Catalyst was released ahead of Rogue One as a way of building hype and giving bookish fans easter eggs to search for. It’s a tough situation, being unable to spoil the future, being very limited even in how much you can telegraph when the movie’s where the money comes in and the author’s job is to combine storytelling with ad copy. I’m not sure it was a great idea but only the Disney accountants know for sure.

Early chapters might fool the reader into thinking Galen Erso is the protagonist. It’s Krennic. Story events focus on his lies, power grabs, struggles against Tarken,, and the bodies of anyone who stops being useful. His I’m your friend approach to Galen Erso echos Palpatine with Anakin and his trail of bodies echoes Vader with anyone who disappoints him. But the Sith lords embrace evil. Orson Krennic’s actions come off more creep than mustache-twirling.

Call it the banality of darksideism.

A few notes.

My spell-check already knew the word Coruscant.
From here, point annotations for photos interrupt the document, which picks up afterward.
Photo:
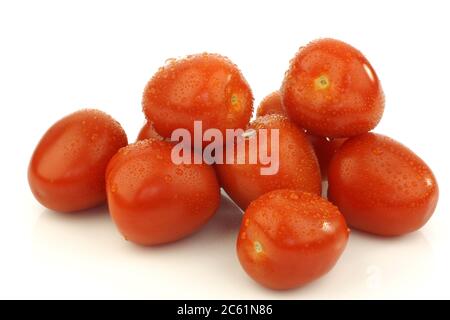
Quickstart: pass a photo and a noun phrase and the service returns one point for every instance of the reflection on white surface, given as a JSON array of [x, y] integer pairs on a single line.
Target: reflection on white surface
[[86, 250]]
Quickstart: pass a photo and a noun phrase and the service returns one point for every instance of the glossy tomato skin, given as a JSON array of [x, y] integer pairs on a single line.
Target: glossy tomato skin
[[154, 201], [331, 90], [325, 148], [381, 186], [67, 169], [298, 166], [148, 131], [289, 238], [204, 87], [271, 104]]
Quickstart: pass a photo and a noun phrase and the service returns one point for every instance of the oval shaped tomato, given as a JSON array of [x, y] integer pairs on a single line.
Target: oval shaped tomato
[[271, 104], [381, 186], [204, 87], [289, 238], [331, 90], [148, 131], [325, 148], [297, 164], [154, 201], [67, 169]]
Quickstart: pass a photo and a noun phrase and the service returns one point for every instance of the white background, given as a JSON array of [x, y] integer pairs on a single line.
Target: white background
[[59, 56]]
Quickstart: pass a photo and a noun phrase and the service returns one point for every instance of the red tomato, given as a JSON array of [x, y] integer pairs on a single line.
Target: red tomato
[[67, 169], [325, 148], [272, 104], [289, 238], [331, 90], [148, 132], [381, 186], [298, 167], [205, 87], [154, 201]]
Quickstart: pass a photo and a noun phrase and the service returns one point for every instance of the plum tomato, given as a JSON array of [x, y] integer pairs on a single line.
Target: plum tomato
[[331, 90], [289, 238], [154, 201], [271, 104], [324, 148], [67, 169], [204, 87], [381, 186], [148, 132], [297, 164]]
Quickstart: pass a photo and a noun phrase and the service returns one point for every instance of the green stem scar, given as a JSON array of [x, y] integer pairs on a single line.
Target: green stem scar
[[322, 82]]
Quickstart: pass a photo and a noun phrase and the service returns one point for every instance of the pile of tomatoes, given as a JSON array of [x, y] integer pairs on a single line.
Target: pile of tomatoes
[[328, 102]]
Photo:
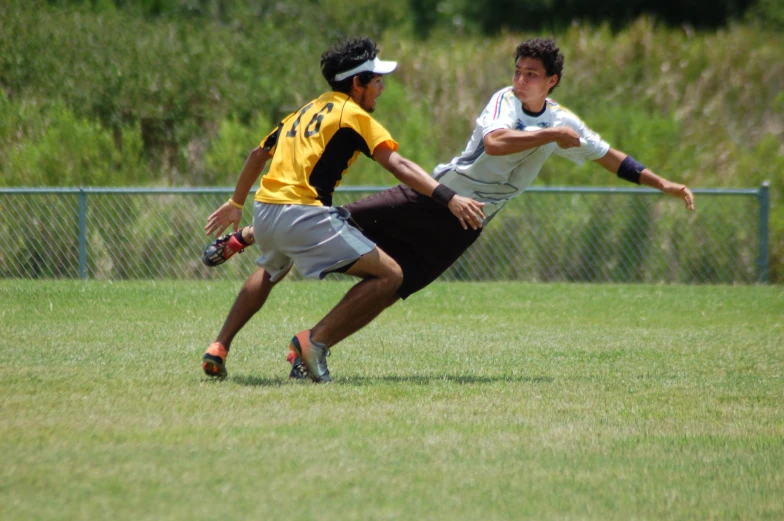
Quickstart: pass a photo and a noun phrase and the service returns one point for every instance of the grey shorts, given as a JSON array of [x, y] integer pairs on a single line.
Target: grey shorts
[[317, 239]]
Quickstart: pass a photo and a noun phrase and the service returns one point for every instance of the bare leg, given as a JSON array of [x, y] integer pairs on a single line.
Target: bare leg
[[381, 277], [251, 298]]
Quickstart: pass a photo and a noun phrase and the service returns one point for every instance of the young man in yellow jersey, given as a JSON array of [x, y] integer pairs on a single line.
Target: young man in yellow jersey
[[518, 130], [294, 220]]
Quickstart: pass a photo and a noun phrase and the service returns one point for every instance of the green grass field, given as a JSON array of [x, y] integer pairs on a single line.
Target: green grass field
[[467, 402]]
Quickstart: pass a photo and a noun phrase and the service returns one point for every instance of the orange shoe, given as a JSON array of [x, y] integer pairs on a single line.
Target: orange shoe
[[214, 361], [313, 356]]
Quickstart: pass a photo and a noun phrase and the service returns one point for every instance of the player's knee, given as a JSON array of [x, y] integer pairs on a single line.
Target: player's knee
[[392, 277]]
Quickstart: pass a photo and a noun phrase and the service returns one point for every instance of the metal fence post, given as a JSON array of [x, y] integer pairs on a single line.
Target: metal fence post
[[82, 234], [762, 261]]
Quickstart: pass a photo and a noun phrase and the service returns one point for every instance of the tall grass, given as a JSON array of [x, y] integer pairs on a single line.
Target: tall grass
[[109, 97]]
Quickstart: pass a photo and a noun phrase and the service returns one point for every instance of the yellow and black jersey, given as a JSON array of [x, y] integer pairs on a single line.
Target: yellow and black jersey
[[313, 147]]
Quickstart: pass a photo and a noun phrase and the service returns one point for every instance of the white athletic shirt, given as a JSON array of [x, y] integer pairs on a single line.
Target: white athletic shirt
[[494, 180]]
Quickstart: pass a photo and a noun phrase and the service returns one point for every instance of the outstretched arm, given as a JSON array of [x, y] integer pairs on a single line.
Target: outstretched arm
[[467, 210], [230, 212], [504, 141], [627, 168]]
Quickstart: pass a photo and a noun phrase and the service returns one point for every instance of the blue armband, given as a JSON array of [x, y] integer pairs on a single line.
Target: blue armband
[[630, 170]]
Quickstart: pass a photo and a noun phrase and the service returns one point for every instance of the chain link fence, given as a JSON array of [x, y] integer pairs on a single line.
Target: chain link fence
[[547, 234]]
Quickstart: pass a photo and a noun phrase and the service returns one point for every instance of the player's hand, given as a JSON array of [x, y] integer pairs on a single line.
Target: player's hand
[[566, 137], [222, 217], [468, 211], [679, 190]]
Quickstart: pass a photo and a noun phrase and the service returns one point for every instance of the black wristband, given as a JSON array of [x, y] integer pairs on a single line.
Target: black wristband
[[630, 170], [442, 195]]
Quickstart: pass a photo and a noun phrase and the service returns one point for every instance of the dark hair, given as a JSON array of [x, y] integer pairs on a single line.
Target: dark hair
[[344, 55], [547, 51]]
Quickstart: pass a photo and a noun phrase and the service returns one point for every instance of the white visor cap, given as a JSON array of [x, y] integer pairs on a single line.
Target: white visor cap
[[375, 65]]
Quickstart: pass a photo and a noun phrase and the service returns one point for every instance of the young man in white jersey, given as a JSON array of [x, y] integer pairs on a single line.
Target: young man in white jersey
[[294, 220], [514, 135]]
That tells you all you need to know about Star Wars and popular culture.

Dropping a beast of a word like somnambulantly into the middle of a sentence is a good way to bounce a reader out of the text, at least momentarily.

There’s an odd spate of excess scenery detail for a couple chapters around 70% of the way through. There hadn’t been as much earlier in the book so it came out of nowhere.

Tarkin makes a dad joke, Tarkin should not make dad jokes. My brain hurts.

Catalyst ends at 87% on my kindle. Any readers keeping track of how much story is left be aware that the last 10% is the preview for another Star Wars book.

As a stand-alone novel, I’d give it two stars, much is left unexplained. As a media tie-in where you’re expected to know and judging by the standards of other media tie-ins, three stars.